高位ギルド『レギオン』と『カーラ』。
数多の悪逆を敷き、自らの目的のためなら無辜の人達の自由を奪っていた。
彼らが掲げる理想の世界を築くためにーー。
『一毅の念願を果たすのはこれからだ』
無人の研究所ーーかっての思い出の場所に赴いた際、賢が発した確固たる信念。
信也は目を凝らして、陣形が組まれた街道を眺めた。
「差し迫った危機があるのなら、速攻を狙うのは悪くない手だな」
紘の指示で『アルティメット・ハーヴェスト』の戦線が動き出すのを、信也は感心したような瞳で追いかける。
信也は紘の特殊スキルを警戒しながら、王都『アルティス』まで出向いた。
だが、その警戒心は無為に終わる行為だったと悟る。
紘の特殊スキル、『強制同調(エーテリオン)』。
それは過去、現在、未来、全てを見据えた上で、未来へと導いていく力だ。
規格外である紘の特殊スキルによって、『アルティメット・ハーヴェスト』は様々な情勢を自由に選択することができる。
その力を用いれば、望を美羅に遭遇させないようにすることも出来たはずだ。
しかし、望と美羅は、『レギオン』と『カーラ』によって作為的に引き合わされている。
つまり、美羅の力によって引き起こされた出来事は、如何に特殊スキルの使い手であっても覆すことは厳しいということだ。

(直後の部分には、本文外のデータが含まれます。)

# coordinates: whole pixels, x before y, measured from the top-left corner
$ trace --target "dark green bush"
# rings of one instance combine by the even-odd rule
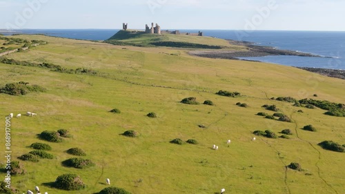
[[[135,130],[129,130],[125,131],[122,135],[130,137],[138,137],[139,133]]]
[[[70,137],[70,135],[69,135],[68,130],[66,129],[59,129],[57,130],[57,133],[60,135],[61,137]]]
[[[155,113],[150,113],[146,116],[148,116],[148,117],[150,117],[150,118],[156,118],[157,117],[157,115]]]
[[[260,112],[260,113],[257,113],[257,115],[266,117],[268,115],[266,113]]]
[[[280,117],[278,120],[284,122],[289,122],[289,123],[292,122],[291,119],[290,119],[290,117],[286,115],[283,115]]]
[[[86,156],[86,153],[84,151],[79,148],[70,148],[66,151],[68,153],[73,155],[79,155],[79,156]]]
[[[195,140],[195,139],[188,139],[187,140],[187,143],[190,144],[198,144],[199,142]]]
[[[99,194],[131,194],[130,192],[121,188],[117,187],[107,187],[101,191]]]
[[[33,143],[30,146],[30,148],[35,150],[41,150],[41,151],[51,151],[52,147],[48,144],[42,144],[42,143]]]
[[[37,155],[38,157],[41,159],[54,159],[53,155],[42,151],[30,151],[29,153]]]
[[[80,177],[75,174],[64,174],[57,177],[54,186],[66,191],[81,190],[86,186]]]
[[[181,103],[187,104],[199,104],[198,101],[197,101],[196,97],[186,97],[181,101]]]
[[[282,116],[284,116],[285,115],[283,114],[283,113],[275,113],[273,114],[273,116],[275,117],[282,117]]]
[[[117,114],[119,114],[121,113],[121,110],[117,109],[117,108],[114,108],[112,110],[111,110],[110,111],[109,111],[110,113],[117,113]]]
[[[282,133],[285,134],[285,135],[293,135],[291,130],[290,130],[288,128],[286,128],[286,129],[282,130]]]
[[[78,157],[73,157],[66,159],[62,162],[62,164],[65,166],[73,167],[81,169],[95,166],[95,164],[90,159],[78,158]]]
[[[309,131],[317,131],[316,128],[313,127],[312,125],[307,125],[303,127],[303,129],[305,130]]]
[[[215,104],[212,101],[210,101],[210,100],[206,100],[204,102],[204,104],[205,104],[205,105],[210,105],[210,106],[215,106]]]
[[[216,93],[216,95],[225,97],[237,97],[241,96],[241,93],[239,93],[237,92],[230,93],[225,90],[219,90],[218,93]]]
[[[18,159],[20,159],[23,161],[31,161],[33,162],[38,162],[39,160],[39,157],[30,153],[26,153],[23,154],[18,157]]]
[[[324,141],[319,143],[317,145],[320,146],[322,148],[335,152],[344,153],[345,152],[344,145],[340,145],[333,141]]]
[[[55,131],[45,130],[41,133],[39,138],[50,142],[62,142],[62,138],[60,137],[60,134]]]
[[[23,175],[26,173],[24,166],[19,161],[11,161],[11,175]]]
[[[182,141],[181,139],[175,139],[170,141],[171,144],[179,144],[179,145],[182,145],[184,144],[184,142]]]
[[[277,135],[270,130],[265,130],[265,133],[266,133],[266,137],[268,138],[275,139],[278,137],[278,136],[277,136]]]
[[[291,162],[291,164],[290,164],[290,165],[288,165],[288,167],[293,170],[299,171],[302,171],[301,164],[296,162]]]
[[[275,117],[273,117],[272,115],[267,115],[265,117],[265,118],[268,119],[273,119],[273,120],[275,119]]]

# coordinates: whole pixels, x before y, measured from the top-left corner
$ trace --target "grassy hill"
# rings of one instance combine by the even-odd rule
[[[139,42],[148,35],[131,41]],[[111,186],[143,194],[215,193],[221,188],[231,193],[342,193],[345,190],[345,153],[317,146],[324,140],[345,144],[344,117],[270,99],[290,96],[344,104],[344,80],[276,64],[199,58],[180,48],[17,37],[48,44],[6,56],[8,59],[97,72],[66,73],[0,63],[1,87],[25,81],[46,89],[23,96],[0,93],[3,125],[5,116],[10,113],[37,113],[37,117],[11,119],[12,159],[21,161],[17,157],[32,151],[28,146],[34,142],[49,144],[52,149],[48,152],[55,156],[38,163],[21,161],[26,173],[12,177],[12,186],[18,193],[32,191],[36,185],[48,193],[97,193],[107,186],[106,178]],[[212,39],[211,45],[221,41]],[[241,96],[215,95],[220,90],[237,91]],[[190,97],[201,104],[180,103]],[[203,105],[205,100],[215,106]],[[248,107],[238,106],[237,102]],[[275,113],[262,108],[264,104],[276,105],[293,122],[256,115],[259,112]],[[114,108],[121,113],[109,112]],[[148,117],[151,112],[157,117]],[[302,130],[309,124],[317,131]],[[37,137],[43,130],[61,128],[72,137],[61,143]],[[271,130],[281,135],[279,132],[286,128],[293,131],[288,139],[253,134],[257,130]],[[139,137],[120,135],[128,130],[136,130]],[[176,138],[194,139],[199,144],[169,142]],[[4,133],[0,139],[4,151]],[[230,145],[228,139],[231,139]],[[217,151],[212,149],[213,144],[219,146]],[[75,147],[85,151],[87,155],[82,157],[95,166],[86,169],[63,166],[63,161],[74,157],[66,151]],[[0,162],[3,166],[6,161]],[[300,164],[303,170],[286,168],[291,162]],[[50,186],[66,173],[79,175],[86,188],[66,191]]]

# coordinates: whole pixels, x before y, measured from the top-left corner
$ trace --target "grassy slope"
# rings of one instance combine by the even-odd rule
[[[66,128],[73,135],[63,143],[49,144],[56,159],[23,162],[28,173],[12,180],[21,192],[38,185],[48,193],[93,193],[106,186],[103,183],[108,177],[112,186],[132,193],[214,193],[221,188],[232,193],[288,193],[288,189],[291,193],[335,193],[333,189],[342,193],[345,188],[345,155],[317,146],[326,139],[345,144],[344,118],[326,116],[326,111],[319,109],[302,108],[304,113],[297,113],[300,108],[267,98],[302,99],[317,93],[317,99],[344,103],[345,91],[340,89],[345,87],[344,80],[279,65],[197,58],[180,50],[127,46],[128,50],[122,50],[123,46],[89,41],[20,37],[49,44],[8,57],[109,73],[102,78],[0,64],[0,85],[26,81],[48,89],[23,97],[0,94],[3,115],[26,111],[38,114],[34,118],[13,119],[13,157],[29,152],[26,146],[32,143],[43,142],[36,137],[43,130]],[[219,90],[239,91],[246,97],[214,95]],[[306,95],[301,93],[304,90]],[[210,99],[217,106],[179,103],[192,96],[201,102]],[[235,106],[238,101],[249,108]],[[264,104],[276,104],[295,122],[256,116],[262,111],[273,114],[261,108]],[[114,108],[122,113],[108,113]],[[158,118],[147,118],[150,112]],[[200,129],[199,124],[208,128]],[[306,124],[314,125],[319,132],[299,129]],[[298,133],[295,132],[291,139],[250,141],[255,130],[277,133],[284,128]],[[119,135],[128,129],[139,131],[141,136]],[[0,135],[1,142],[3,135]],[[193,138],[200,144],[168,143],[175,138]],[[228,139],[232,140],[230,147]],[[214,144],[219,146],[217,151],[210,149]],[[87,170],[62,167],[61,162],[72,157],[63,151],[75,146],[84,149],[97,166]],[[306,171],[287,170],[286,174],[284,166],[291,162],[300,163]],[[79,175],[88,186],[87,191],[66,192],[42,185],[65,173]],[[138,182],[139,179],[143,181]]]

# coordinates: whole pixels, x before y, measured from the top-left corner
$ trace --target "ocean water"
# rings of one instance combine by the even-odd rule
[[[18,30],[1,32],[5,35],[12,34],[43,34],[65,38],[88,40],[104,40],[119,30]],[[199,30],[181,30],[184,32]],[[345,32],[314,31],[241,31],[204,30],[205,36],[237,41],[250,41],[259,46],[278,49],[297,50],[331,58],[295,56],[266,56],[243,59],[279,64],[298,67],[315,67],[345,70]]]

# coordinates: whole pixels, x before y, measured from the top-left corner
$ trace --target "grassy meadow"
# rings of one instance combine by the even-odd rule
[[[28,146],[34,142],[50,145],[52,150],[48,152],[55,157],[38,163],[21,161],[26,173],[12,177],[12,186],[19,193],[33,191],[35,186],[43,193],[98,193],[108,186],[106,178],[111,186],[138,194],[213,194],[222,188],[230,193],[344,193],[345,153],[317,146],[324,140],[345,144],[344,117],[270,99],[290,96],[344,104],[345,80],[276,64],[199,58],[177,48],[16,37],[48,43],[7,58],[91,68],[101,75],[0,63],[1,87],[23,81],[47,89],[23,96],[0,94],[3,126],[10,113],[14,116],[27,111],[37,113],[11,119],[12,159],[21,161],[17,157],[32,151]],[[220,90],[243,96],[215,95]],[[189,97],[201,104],[179,102]],[[205,100],[215,106],[203,105]],[[237,102],[248,107],[236,106]],[[275,104],[293,122],[256,115],[274,113],[262,108],[264,104]],[[115,108],[121,113],[109,113]],[[300,109],[304,113],[297,113]],[[157,117],[146,117],[150,112]],[[317,132],[301,129],[308,124]],[[61,143],[37,138],[43,130],[61,128],[72,137]],[[289,139],[256,136],[252,141],[254,130],[269,129],[280,135],[285,128],[293,130]],[[139,136],[120,135],[128,130],[137,131]],[[175,138],[194,139],[199,144],[169,143]],[[0,139],[5,151],[3,130]],[[213,144],[219,150],[213,150]],[[63,166],[62,161],[75,157],[66,153],[74,147],[84,150],[87,156],[83,157],[96,165],[86,169]],[[286,168],[290,162],[299,163],[303,171]],[[5,159],[0,160],[1,166],[5,163]],[[79,175],[87,187],[66,191],[49,186],[64,173]]]

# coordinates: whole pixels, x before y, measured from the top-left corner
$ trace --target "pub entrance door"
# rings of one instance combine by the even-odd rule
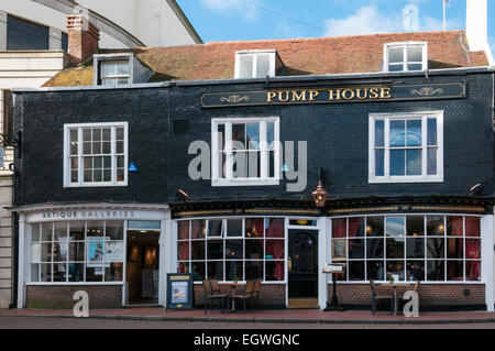
[[[318,308],[318,231],[289,230],[288,307]]]

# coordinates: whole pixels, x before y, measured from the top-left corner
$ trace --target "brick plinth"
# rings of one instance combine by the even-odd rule
[[[230,294],[230,287],[221,287],[222,293]],[[239,292],[240,293],[240,292]],[[195,285],[195,306],[205,305],[205,293],[202,285]],[[285,285],[263,284],[260,290],[260,305],[266,307],[282,307],[285,305]]]
[[[122,308],[121,285],[30,285],[26,286],[28,308],[73,308],[74,293],[87,292],[89,309]]]
[[[409,288],[398,287],[397,296],[404,296]],[[465,296],[464,293],[468,293]],[[333,287],[328,285],[329,300],[333,296]],[[391,295],[392,288],[377,286],[378,295]],[[418,289],[420,306],[470,306],[485,304],[484,284],[420,284]],[[371,305],[370,284],[339,284],[337,296],[340,304]]]

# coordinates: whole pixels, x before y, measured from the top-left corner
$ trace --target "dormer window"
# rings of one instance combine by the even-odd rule
[[[417,72],[428,69],[428,45],[426,42],[385,44],[385,72]]]
[[[135,83],[136,59],[132,53],[95,55],[95,85],[117,87]]]
[[[101,63],[100,81],[102,86],[121,86],[131,84],[129,61],[108,61]]]
[[[237,52],[235,78],[275,77],[282,65],[275,50]]]

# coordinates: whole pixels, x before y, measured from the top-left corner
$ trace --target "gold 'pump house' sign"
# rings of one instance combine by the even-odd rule
[[[405,101],[465,98],[465,83],[404,86],[295,88],[204,94],[201,107]]]

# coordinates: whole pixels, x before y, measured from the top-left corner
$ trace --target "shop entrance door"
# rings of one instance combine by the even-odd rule
[[[160,231],[128,230],[129,305],[158,304]]]
[[[318,307],[318,231],[289,230],[289,307]]]

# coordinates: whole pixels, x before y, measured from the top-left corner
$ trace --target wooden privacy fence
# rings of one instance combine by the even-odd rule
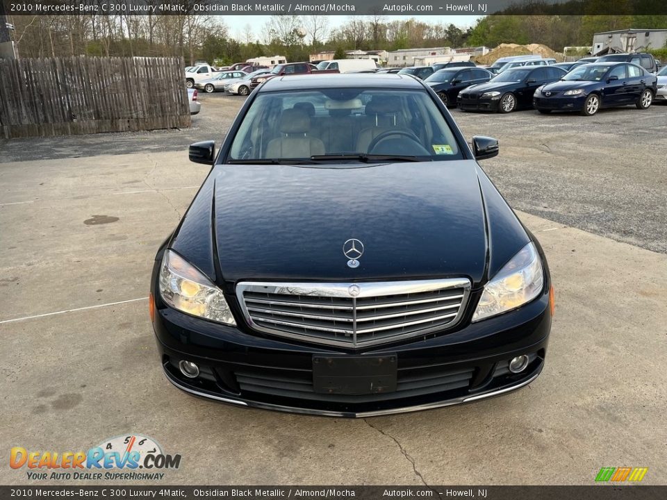
[[[0,137],[191,123],[180,58],[0,59]]]

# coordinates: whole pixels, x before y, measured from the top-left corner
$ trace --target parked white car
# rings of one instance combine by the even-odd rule
[[[188,101],[190,102],[190,114],[197,115],[201,110],[201,103],[197,99],[196,89],[188,89]]]
[[[238,95],[247,95],[252,90],[250,88],[250,81],[254,76],[258,76],[265,73],[270,73],[268,69],[258,69],[252,73],[249,73],[245,78],[238,80],[232,83],[228,83],[224,86],[224,91],[230,94],[238,94]]]
[[[191,68],[190,71],[186,72],[186,86],[188,88],[192,88],[197,82],[204,80],[211,80],[219,72],[208,65],[199,65]]]
[[[227,83],[233,83],[247,76],[247,73],[242,71],[220,72],[211,80],[202,80],[195,84],[195,88],[211,94],[217,90],[224,90]]]

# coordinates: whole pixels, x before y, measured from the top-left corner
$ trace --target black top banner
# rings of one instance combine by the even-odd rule
[[[0,0],[8,15],[664,15],[665,0]]]

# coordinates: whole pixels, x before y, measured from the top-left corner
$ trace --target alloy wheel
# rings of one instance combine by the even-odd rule
[[[512,94],[505,94],[500,100],[500,108],[503,112],[513,111],[516,107],[516,98]]]
[[[591,94],[586,100],[586,114],[595,115],[600,108],[600,99],[595,94]]]

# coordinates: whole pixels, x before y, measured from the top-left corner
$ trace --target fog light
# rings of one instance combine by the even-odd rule
[[[528,356],[522,354],[512,358],[512,360],[509,362],[509,371],[512,373],[520,373],[526,369],[527,366],[528,366]]]
[[[179,368],[181,373],[188,378],[196,378],[199,375],[199,367],[192,361],[181,361],[179,363]]]

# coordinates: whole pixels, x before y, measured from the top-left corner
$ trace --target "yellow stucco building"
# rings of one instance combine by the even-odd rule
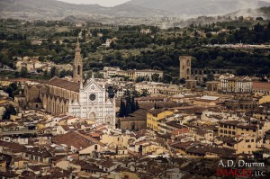
[[[173,111],[164,111],[162,109],[150,110],[147,113],[147,127],[158,131],[158,121],[165,118],[166,116],[172,115]]]

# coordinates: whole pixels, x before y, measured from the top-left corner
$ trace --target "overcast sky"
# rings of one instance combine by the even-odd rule
[[[110,6],[122,4],[125,2],[128,2],[129,0],[58,0],[58,1],[64,1],[71,4],[97,4],[103,6],[110,7]]]

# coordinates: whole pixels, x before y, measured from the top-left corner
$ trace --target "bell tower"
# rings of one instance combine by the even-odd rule
[[[80,84],[83,82],[83,59],[81,56],[81,49],[78,38],[76,39],[76,46],[75,49],[73,81]]]

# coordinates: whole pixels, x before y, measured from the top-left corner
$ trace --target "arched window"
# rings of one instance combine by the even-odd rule
[[[78,76],[80,75],[80,70],[81,70],[81,67],[80,67],[80,66],[77,66],[77,75],[78,75]]]

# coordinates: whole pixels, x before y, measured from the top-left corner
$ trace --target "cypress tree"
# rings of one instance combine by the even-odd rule
[[[126,98],[126,116],[131,113],[130,98]]]
[[[136,111],[136,103],[135,103],[135,99],[134,96],[132,96],[132,100],[131,100],[131,112],[135,112]]]
[[[120,111],[118,115],[119,117],[124,117],[125,113],[126,113],[125,103],[121,99]]]
[[[140,109],[140,106],[139,106],[138,102],[136,101],[136,110],[139,110],[139,109]]]

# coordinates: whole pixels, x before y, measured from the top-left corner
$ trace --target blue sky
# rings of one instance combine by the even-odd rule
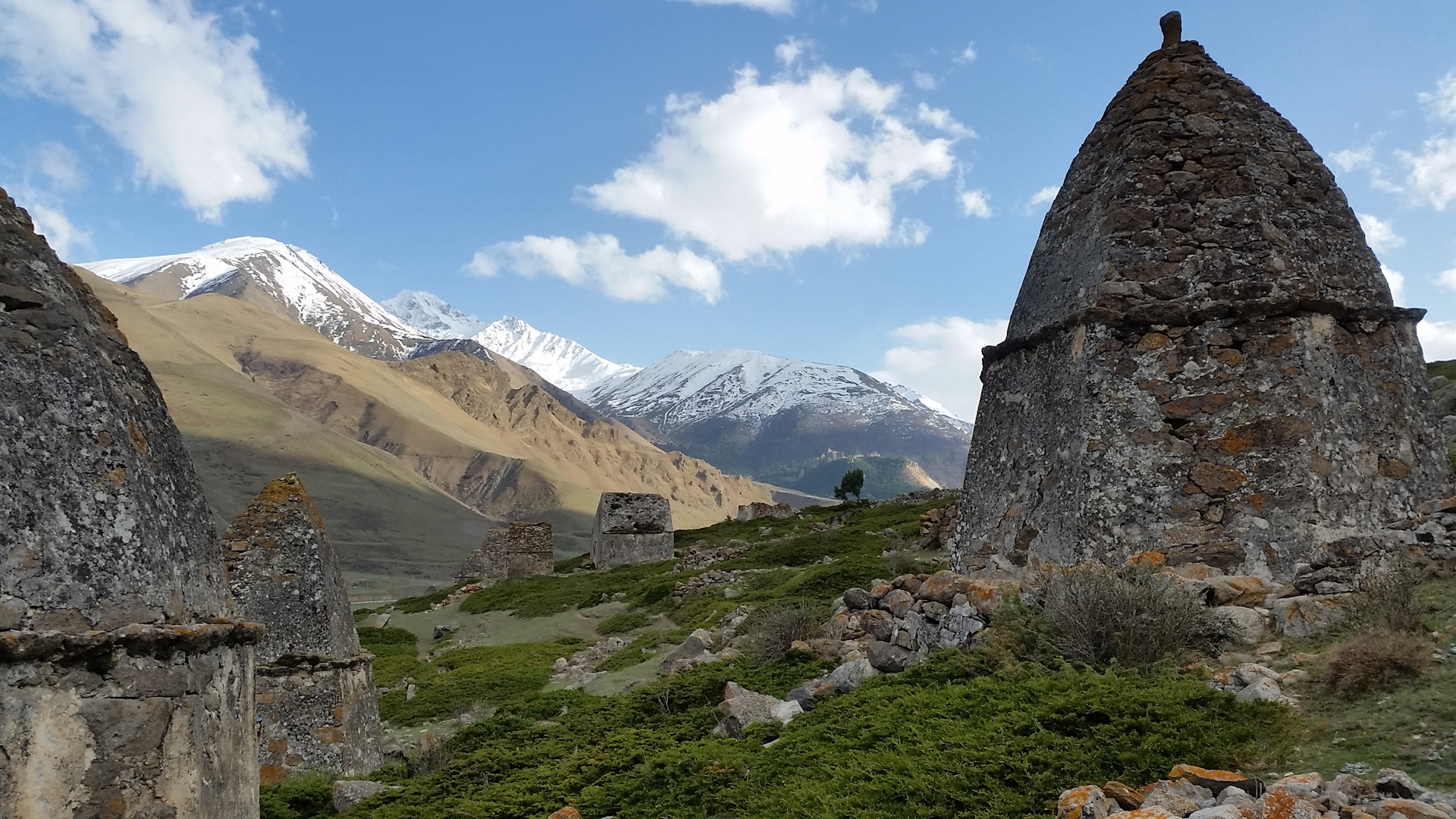
[[[1456,356],[1456,4],[1178,7]],[[970,415],[1045,195],[1168,9],[0,0],[0,185],[74,261],[271,236],[617,361],[756,348]]]

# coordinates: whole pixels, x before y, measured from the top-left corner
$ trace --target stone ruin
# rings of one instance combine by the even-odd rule
[[[662,495],[601,493],[591,526],[591,563],[612,568],[673,560],[673,507]]]
[[[0,191],[0,815],[258,816],[253,648],[182,436]]]
[[[1092,128],[984,350],[952,568],[1287,580],[1450,494],[1415,324],[1293,125],[1178,39]]]
[[[740,522],[757,520],[760,517],[773,517],[775,520],[794,517],[794,507],[786,503],[763,503],[760,500],[738,507]]]
[[[233,520],[223,557],[239,614],[268,628],[253,676],[262,783],[379,768],[373,656],[360,648],[339,555],[297,475],[269,481]]]
[[[556,571],[550,523],[521,523],[491,529],[456,570],[456,581],[483,577],[531,577]]]

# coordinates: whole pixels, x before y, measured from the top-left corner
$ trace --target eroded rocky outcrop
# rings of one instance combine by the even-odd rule
[[[112,315],[0,191],[0,815],[258,816],[252,643]]]

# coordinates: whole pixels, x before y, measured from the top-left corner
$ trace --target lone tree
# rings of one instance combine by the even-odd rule
[[[859,493],[865,490],[865,471],[850,469],[839,479],[839,485],[834,487],[834,497],[839,500],[849,500],[849,495],[855,495],[859,500]]]

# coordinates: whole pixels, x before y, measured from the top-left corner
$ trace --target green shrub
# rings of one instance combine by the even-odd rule
[[[780,605],[748,615],[743,632],[753,641],[753,654],[772,662],[782,657],[798,640],[818,637],[824,614],[805,605]]]
[[[652,618],[646,616],[646,612],[622,612],[598,622],[597,634],[622,634],[623,631],[642,628],[649,622],[652,622]]]
[[[390,608],[395,609],[396,612],[403,612],[403,614],[428,612],[431,606],[434,606],[435,603],[446,602],[446,597],[448,597],[459,589],[460,589],[459,586],[451,586],[448,589],[441,589],[438,592],[431,592],[428,595],[421,595],[418,597],[400,597],[395,600],[390,605]]]
[[[456,648],[431,663],[415,660],[406,673],[387,666],[389,678],[380,673],[380,663],[376,662],[377,685],[395,685],[403,676],[415,682],[414,700],[405,700],[405,691],[380,697],[379,716],[396,726],[414,726],[454,717],[480,704],[508,702],[546,685],[556,657],[572,653],[578,646],[581,638],[571,637],[552,643]]]
[[[1057,651],[1075,663],[1149,666],[1190,648],[1211,648],[1226,625],[1166,574],[1092,564],[1048,571],[1038,608]]]
[[[1329,650],[1321,686],[1337,697],[1389,691],[1425,673],[1431,643],[1408,631],[1369,628]]]
[[[1142,784],[1178,762],[1249,768],[1278,749],[1286,710],[1181,676],[1077,670],[984,676],[941,651],[782,729],[712,734],[732,679],[782,697],[827,663],[709,663],[616,697],[513,701],[450,742],[451,761],[383,794],[373,816],[863,819],[1045,816],[1064,788]],[[779,742],[763,748],[776,734]]]
[[[313,819],[336,816],[333,810],[333,777],[325,772],[288,777],[275,785],[262,785],[258,793],[259,819]]]

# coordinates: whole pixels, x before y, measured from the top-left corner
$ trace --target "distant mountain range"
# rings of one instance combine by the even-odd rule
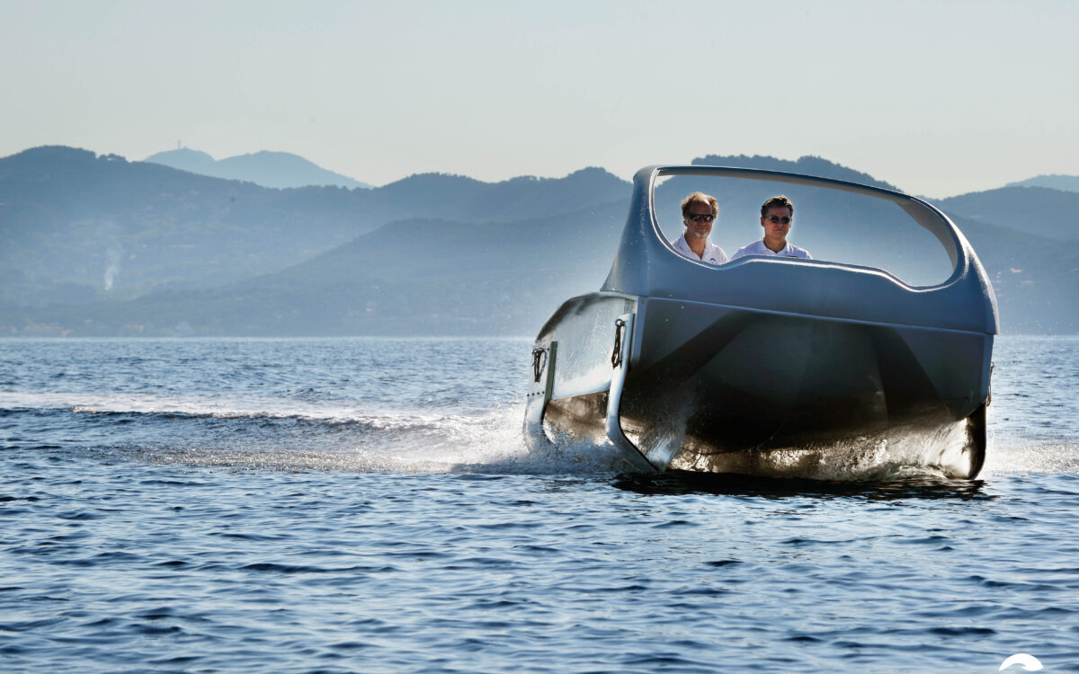
[[[1019,182],[1009,182],[1006,188],[1049,188],[1051,190],[1063,190],[1065,192],[1079,192],[1079,176],[1062,176],[1060,174],[1048,174],[1035,176]]]
[[[890,187],[820,157],[697,163]],[[494,183],[424,174],[365,190],[267,189],[36,148],[0,160],[0,333],[532,334],[561,300],[602,284],[629,193],[599,168]],[[684,194],[683,184],[661,185],[657,212],[677,216]],[[863,244],[877,256],[868,263],[896,263],[904,278],[932,283],[939,273],[935,253],[893,233],[887,216],[817,222],[812,197],[791,195],[805,214],[792,240],[819,258],[848,261],[847,245]],[[757,236],[759,202],[718,196],[715,235],[729,252]],[[1005,332],[1079,331],[1079,193],[1001,188],[938,204],[989,273]],[[1047,212],[1061,216],[1051,228],[1030,217]]]
[[[201,176],[244,180],[264,188],[339,187],[370,188],[366,182],[353,180],[327,170],[297,154],[288,152],[255,152],[215,160],[205,152],[178,148],[151,154],[144,160]]]

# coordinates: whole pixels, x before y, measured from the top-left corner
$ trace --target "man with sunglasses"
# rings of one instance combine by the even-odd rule
[[[727,253],[712,243],[712,222],[720,212],[720,204],[714,196],[694,192],[682,200],[682,224],[685,231],[677,242],[671,242],[674,250],[689,258],[709,264],[724,264]]]
[[[761,226],[764,228],[764,238],[749,246],[739,248],[732,260],[746,256],[773,256],[777,258],[802,258],[812,260],[805,248],[798,248],[787,242],[787,233],[791,231],[794,219],[794,204],[786,196],[773,196],[761,206]]]

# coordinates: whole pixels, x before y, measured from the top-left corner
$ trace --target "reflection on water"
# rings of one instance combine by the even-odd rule
[[[614,481],[613,486],[645,495],[715,494],[764,498],[853,497],[869,500],[905,498],[988,500],[996,498],[996,496],[983,492],[984,482],[982,480],[948,480],[930,476],[882,482],[846,482],[669,470],[658,474],[620,474]]]

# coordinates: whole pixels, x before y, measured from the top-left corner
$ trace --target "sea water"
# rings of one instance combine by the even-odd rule
[[[975,481],[689,480],[528,340],[0,341],[0,671],[1079,671],[1079,339],[994,360]]]

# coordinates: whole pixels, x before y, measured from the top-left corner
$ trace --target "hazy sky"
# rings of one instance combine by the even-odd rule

「美羅から授かった『明晰夢』の力と椎音紘の特殊スキルの力。この戦いではどちらに軍配が上がるのか、試させてもらおう」
信也は自らの矜持を持って運命の天秤を傾けていく。
紘の特殊スキル、『強制同調(エーテリオン)』。
それに対抗するように、信也は秘めた力を発揮した。
苛烈な赫。麗しい美羅から授かりし浄化の色ーー『明晰夢』の力を励起していく。
覚悟の焱(えん)は優しく罪を吞み込んでいくことになるだろう。
罪炎が世界を焼くように。
紘達が怯える事のないように。
長く苦しむことのないようにーー魔力を奔らせる。
強大無比な『明晰夢』の力ーーしかし、それは発動出来なくては意味をなさない。
「吉乃信也。君は自分の持つ『明晰夢』の力の本当の使い道を分かっていない。持てる力を別の方向に振るわないのは罪だ」
「ーーっ」
信也が『明晰夢』の力を振るおうとしたその時、紘が振りかざした槍が割って入ってくる。
鋭く重い音が響き、信也の身体が吹き飛ばされた。
「信也様!」
後方に大きく後退した信也の姿に、『レギオン』と『カーラ』のギルドメンバー達は明確な異変を目の当たりにする。
紘の特殊スキル、『強制同調(エーテリオン)』の力によって、信也の動きは捉えられていた。
『明晰夢』の力を行使することができない。
その事実は信也のHPの度重なる減少という形となって表れていた。
「……まさか、『明晰夢』の力を行使することができないとは。『アルティメット・ハーヴェスト』のギルドマスターの実力は伊達ではないな」
起き上がった信也は表情に苦悶の色を滲ませる。
「素晴らしい力だ、椎音紘。美羅が求めているものは特殊スキルの使い手。ならば、君にも機械都市、『グランティア』までご同行願おうか」
「なら、私達を止めてみるがいい」
微かな高揚が窺える紘のその反応を見て、信也の背筋に冷たいものが走った。